Repo folder structure suggestion | default .shards option suggestion

The default sharding option of kopia and kopiaUI are different: kopia use [1, 3] while kopiaUI use [3, 3].

The problem is that it will create lots of folders for s-files and x-files (session files and index files), and nearly every actions will list these folders, while listing many folder on a HDD or network drive is very slow. (using --flat option will put many files in one folder, which is slow too)

I think the default .shards can be:

{
    "default": [1, 2],
    "maxNonShardedLength": 20,
    "overrides": [
        { "prefix": "q", "shards": [1, 1] },
        { "prefix": "s", "shards": [1] },
        { "prefix": "x", "shards": [1] }
    ]
}

The folder structure will be:

p\        # data blocks
    04\
    25\
    a6\
    ...\
q\        # metadata blocks
    1\
    3\
    a\
    ...\
s\        # session files
    ****.f
x\        # index blocks
    n23_****.f
    n24_****.f
    r0_7_****.f
    r8_15_****.f
    s0_****.f
    s1_****.f
    ...
    s22_****.f
kopia_****.f
xw****.f
xe23.f
xe24.f

The sharding strategy is based on some assumptions:

  1. More files and folders in a folder, the folder is slower to read file and to create new files.
  2. Files are faster to be listed in a single folder then in many different folders.
  3. P-files and q-files are only listed when running maintenance, otherwise they are directly created or read (with the help of indexes), so these files can be grouped into folders to boost speed.
  4. X-files are listed on every operation so they are in a single folder.
  5. While s-files are only listed when running maintenance, they are created and deleted on every operation and the number of them is too small. So it is better to place these files in a single folder instead of creating many folder then empty them, so these folders will not be created and listed.
  6. Maintenance is running regularly, so the numbers of x-files and q-files are small.
  7. a ~400GB repository contains about 40000 p-files and 200 q-files, so grouping these into 256(folders)*150(files) and 16(folders)*13(files) is better then using 4096 folders.

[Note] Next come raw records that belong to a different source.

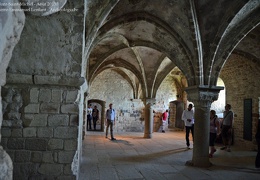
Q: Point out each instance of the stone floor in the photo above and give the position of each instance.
(163, 157)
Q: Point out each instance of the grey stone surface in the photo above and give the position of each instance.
(45, 132)
(74, 120)
(47, 157)
(39, 144)
(45, 95)
(15, 143)
(29, 132)
(32, 108)
(18, 133)
(50, 169)
(58, 120)
(54, 144)
(71, 96)
(65, 156)
(56, 96)
(70, 145)
(65, 132)
(39, 120)
(22, 156)
(69, 108)
(36, 156)
(50, 108)
(34, 95)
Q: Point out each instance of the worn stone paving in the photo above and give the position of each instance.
(163, 157)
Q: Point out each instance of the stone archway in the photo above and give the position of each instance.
(102, 109)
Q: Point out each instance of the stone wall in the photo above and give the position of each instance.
(110, 87)
(239, 75)
(40, 130)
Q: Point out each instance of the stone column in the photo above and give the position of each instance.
(202, 97)
(148, 117)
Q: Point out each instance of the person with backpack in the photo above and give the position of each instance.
(164, 120)
(227, 126)
(95, 116)
(111, 118)
(188, 118)
(214, 131)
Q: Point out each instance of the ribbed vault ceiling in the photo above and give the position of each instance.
(145, 40)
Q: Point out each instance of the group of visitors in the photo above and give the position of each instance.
(216, 128)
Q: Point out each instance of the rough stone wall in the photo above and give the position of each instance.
(41, 99)
(40, 131)
(166, 93)
(113, 88)
(239, 75)
(51, 45)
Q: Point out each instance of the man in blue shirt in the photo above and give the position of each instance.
(111, 117)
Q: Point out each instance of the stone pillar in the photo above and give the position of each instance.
(148, 127)
(202, 97)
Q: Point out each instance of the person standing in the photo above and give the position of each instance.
(257, 137)
(227, 125)
(164, 120)
(89, 117)
(188, 118)
(214, 131)
(110, 116)
(95, 116)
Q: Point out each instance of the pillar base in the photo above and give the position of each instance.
(148, 136)
(202, 163)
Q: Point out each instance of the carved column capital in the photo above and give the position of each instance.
(203, 95)
(149, 101)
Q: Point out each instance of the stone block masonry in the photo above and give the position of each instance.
(42, 140)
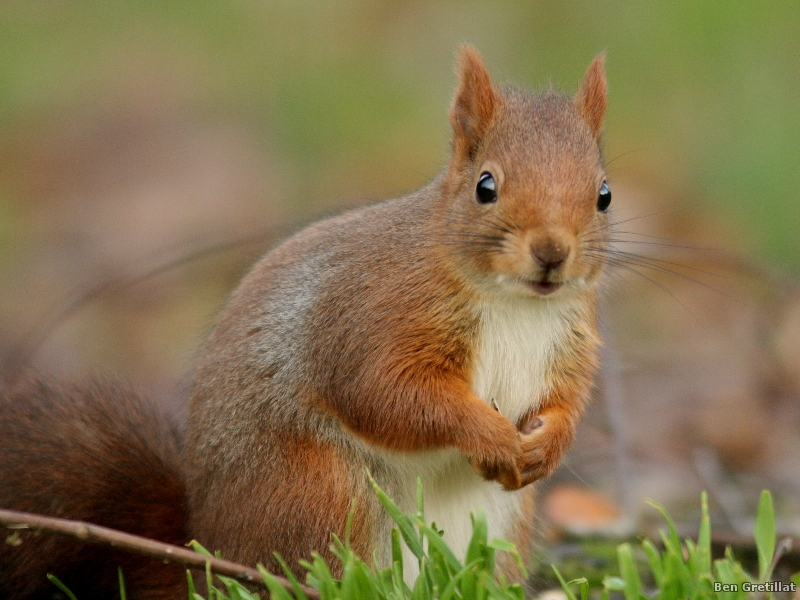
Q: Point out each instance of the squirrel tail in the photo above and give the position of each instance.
(98, 453)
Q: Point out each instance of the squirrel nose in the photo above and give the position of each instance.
(550, 255)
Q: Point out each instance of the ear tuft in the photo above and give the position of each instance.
(475, 105)
(590, 99)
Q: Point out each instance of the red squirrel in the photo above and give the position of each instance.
(449, 335)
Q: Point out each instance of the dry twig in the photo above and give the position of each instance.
(95, 534)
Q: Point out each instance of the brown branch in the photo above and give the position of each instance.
(103, 536)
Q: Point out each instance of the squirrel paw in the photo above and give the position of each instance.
(542, 451)
(502, 467)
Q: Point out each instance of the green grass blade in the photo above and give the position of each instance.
(404, 523)
(57, 582)
(435, 542)
(123, 593)
(190, 584)
(765, 535)
(420, 500)
(702, 554)
(628, 571)
(654, 558)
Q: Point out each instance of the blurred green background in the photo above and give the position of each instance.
(349, 97)
(132, 133)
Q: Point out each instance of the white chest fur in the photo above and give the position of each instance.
(516, 342)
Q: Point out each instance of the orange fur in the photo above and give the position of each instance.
(363, 342)
(359, 334)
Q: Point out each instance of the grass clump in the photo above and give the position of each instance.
(686, 570)
(675, 570)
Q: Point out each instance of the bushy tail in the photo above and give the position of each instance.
(96, 452)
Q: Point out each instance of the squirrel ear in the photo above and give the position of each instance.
(591, 96)
(475, 104)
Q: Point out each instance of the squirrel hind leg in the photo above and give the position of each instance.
(292, 504)
(97, 453)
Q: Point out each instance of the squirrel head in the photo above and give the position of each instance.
(526, 199)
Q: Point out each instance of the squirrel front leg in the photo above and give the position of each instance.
(432, 411)
(546, 434)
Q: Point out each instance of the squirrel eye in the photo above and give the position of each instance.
(604, 198)
(486, 190)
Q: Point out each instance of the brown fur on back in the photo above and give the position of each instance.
(93, 452)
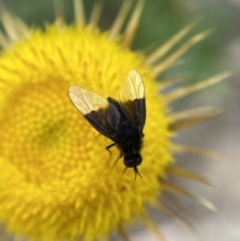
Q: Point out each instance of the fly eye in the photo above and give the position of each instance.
(132, 160)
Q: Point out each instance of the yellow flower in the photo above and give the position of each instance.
(57, 180)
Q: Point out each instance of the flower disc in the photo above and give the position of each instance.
(57, 180)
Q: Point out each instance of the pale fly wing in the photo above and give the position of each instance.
(101, 114)
(132, 99)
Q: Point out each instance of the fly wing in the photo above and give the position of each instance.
(132, 99)
(101, 114)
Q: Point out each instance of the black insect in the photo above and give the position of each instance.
(122, 122)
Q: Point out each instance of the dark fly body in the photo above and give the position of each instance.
(122, 121)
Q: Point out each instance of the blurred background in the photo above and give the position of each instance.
(160, 20)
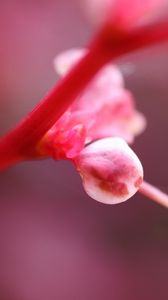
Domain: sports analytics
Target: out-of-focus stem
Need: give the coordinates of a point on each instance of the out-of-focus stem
(154, 194)
(110, 43)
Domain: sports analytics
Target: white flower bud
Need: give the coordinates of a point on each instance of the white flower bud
(110, 170)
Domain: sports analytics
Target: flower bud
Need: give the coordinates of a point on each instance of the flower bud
(110, 170)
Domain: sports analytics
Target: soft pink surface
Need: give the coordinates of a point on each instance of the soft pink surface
(57, 243)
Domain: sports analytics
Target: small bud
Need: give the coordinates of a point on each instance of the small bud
(110, 170)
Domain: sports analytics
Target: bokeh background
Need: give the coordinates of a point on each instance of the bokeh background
(56, 242)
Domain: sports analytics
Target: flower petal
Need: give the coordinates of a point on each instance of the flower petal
(110, 170)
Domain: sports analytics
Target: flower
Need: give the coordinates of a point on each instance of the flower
(110, 170)
(85, 108)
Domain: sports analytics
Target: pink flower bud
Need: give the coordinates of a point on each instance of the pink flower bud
(110, 170)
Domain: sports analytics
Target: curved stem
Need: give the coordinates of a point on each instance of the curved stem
(110, 43)
(154, 194)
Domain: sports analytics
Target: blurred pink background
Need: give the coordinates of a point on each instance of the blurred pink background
(56, 242)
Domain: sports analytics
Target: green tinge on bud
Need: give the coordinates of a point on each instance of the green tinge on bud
(110, 170)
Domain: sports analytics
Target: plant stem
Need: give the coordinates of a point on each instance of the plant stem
(20, 143)
(154, 194)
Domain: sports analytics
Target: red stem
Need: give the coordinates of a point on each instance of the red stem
(21, 142)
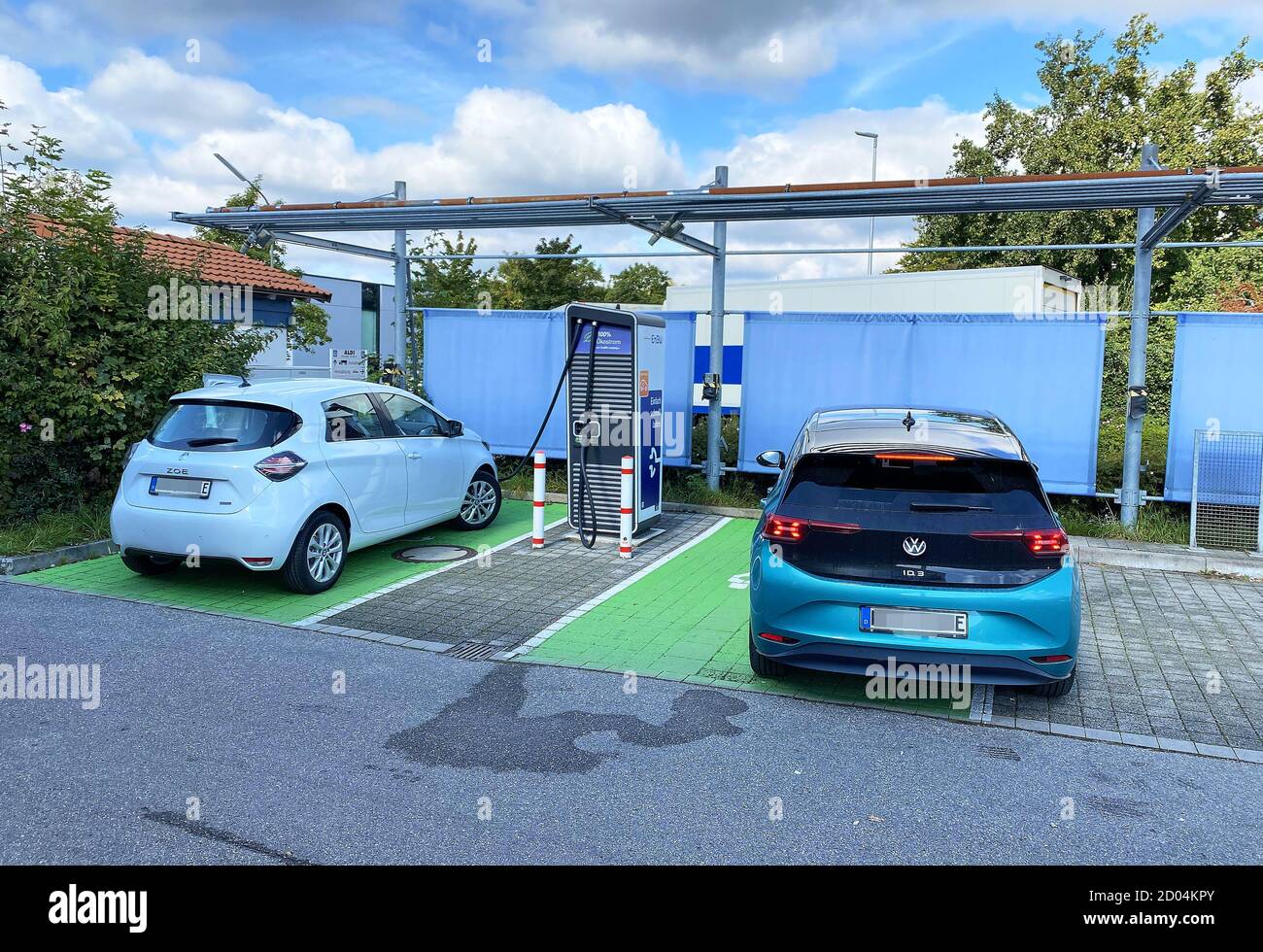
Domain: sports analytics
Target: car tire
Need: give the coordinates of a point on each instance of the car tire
(765, 666)
(148, 564)
(316, 560)
(1055, 689)
(481, 502)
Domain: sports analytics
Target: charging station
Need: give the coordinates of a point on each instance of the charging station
(615, 370)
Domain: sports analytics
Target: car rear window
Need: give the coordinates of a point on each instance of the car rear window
(222, 425)
(866, 481)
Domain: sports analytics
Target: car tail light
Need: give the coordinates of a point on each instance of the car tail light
(281, 466)
(782, 527)
(1039, 542)
(779, 527)
(844, 527)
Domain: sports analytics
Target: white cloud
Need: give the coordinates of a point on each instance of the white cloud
(499, 142)
(754, 43)
(151, 95)
(92, 138)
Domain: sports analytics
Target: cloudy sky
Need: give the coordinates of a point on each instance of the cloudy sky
(337, 100)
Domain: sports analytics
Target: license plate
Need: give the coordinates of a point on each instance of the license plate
(914, 622)
(180, 487)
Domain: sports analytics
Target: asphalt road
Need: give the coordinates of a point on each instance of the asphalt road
(428, 759)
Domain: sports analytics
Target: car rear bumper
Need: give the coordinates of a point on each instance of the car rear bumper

Here is the same issue I have created on github:


After explored the forum, I found a hidden command to modify a local repository to the shards format I have mentioned:

kopia blob shards modify --path=/path/to/repo --i-am-sure-kopia-is-not-running --default-shards=1,2 --override=q=1,1 --override=x=1 --override=s=1 --unsharded-length 20

It will move these files to their new places. It may take a long time, while you cannot use the repo before it done.

2 Likes

This .shards file group these _log_ files in one single folder (_log_\***.f insteads of _\lo\g_***.f),:

{
    "default": [1, 2],
    "maxNonShardedLength": 20,
    "overrides": [
        { "prefix": "_log_", "shards": [5] },
        { "prefix": "q", "shards": [1, 1] },
        { "prefix": "s", "shards": [1] },
        { "prefix": "x", "shards": [1] }
    ]
}

Modify command:

kopia blob shards modify --path=/path/to/repo --i-am-sure-kopia-is-not-running --default-shards=1,2 --override=_log_=5 --override=q=1,1 --override=x=1 --override=s=1 --unsharded-length 20
Prefix Description Listing frequently? Large numbers of file? Strategy
P Data pack No Yes Group by first two chars
Q Metadata pack No No Group by first char
S Session file (see design document) No No All in one folder
X Index file Yes No All in one folder
_log_ log file No No All in one folder
1 Like